But Kumar, who works as a business analyst and voice modulation trainer at a telecommunication company in Gurgaon, says he will not stop posting videos; his purpose in life is to bring happiness to others.
“I post videos and pictures on my social media handles not to gain publicity but to spread smiles and happiness with my little acts of stupidly. I love to travel across the globe. Though I wanted to be a flight stewardess, I could not get through. Now I work for the whole year, accumulate my leaves and save money to fund my foreign trips every year,” Kumar told HuffPost India.
Kumar’s videos on TikTok, where he has more than 66,000 followers, are infectious in their excitement. In many of them, he’s lip-syncing and dancing to Bollywood songs, often the woman’s lines.
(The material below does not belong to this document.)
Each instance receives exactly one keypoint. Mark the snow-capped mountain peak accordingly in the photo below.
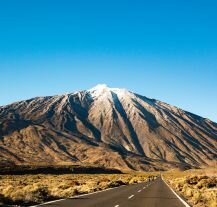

He also posts videos of himself speaking to his followers or dancing in foreign countries.
Video-sharing apps such as TikTok are enabling Indian users, many from small towns, to act out their Bollywood fantasies, helping some of them learn English and also providing a safe space to many young people to express themselves in ways that would be frowned upon in the public sphere.
Most of Kumar’s videos—like those posted by the millions of Indian users on TikTok—are shot in the places he frequents every day and convey a joyous sense of subversion of gender roles and assertion of his right to occupy public spaces. There are videos of him dancing on a footpath in his housing society or at an office event to cheers from his colleagues. In a few, he seems to have convinced an amused barber or beauty salon worker to act as the recipient of his dramatic expressions of love or mock outrage.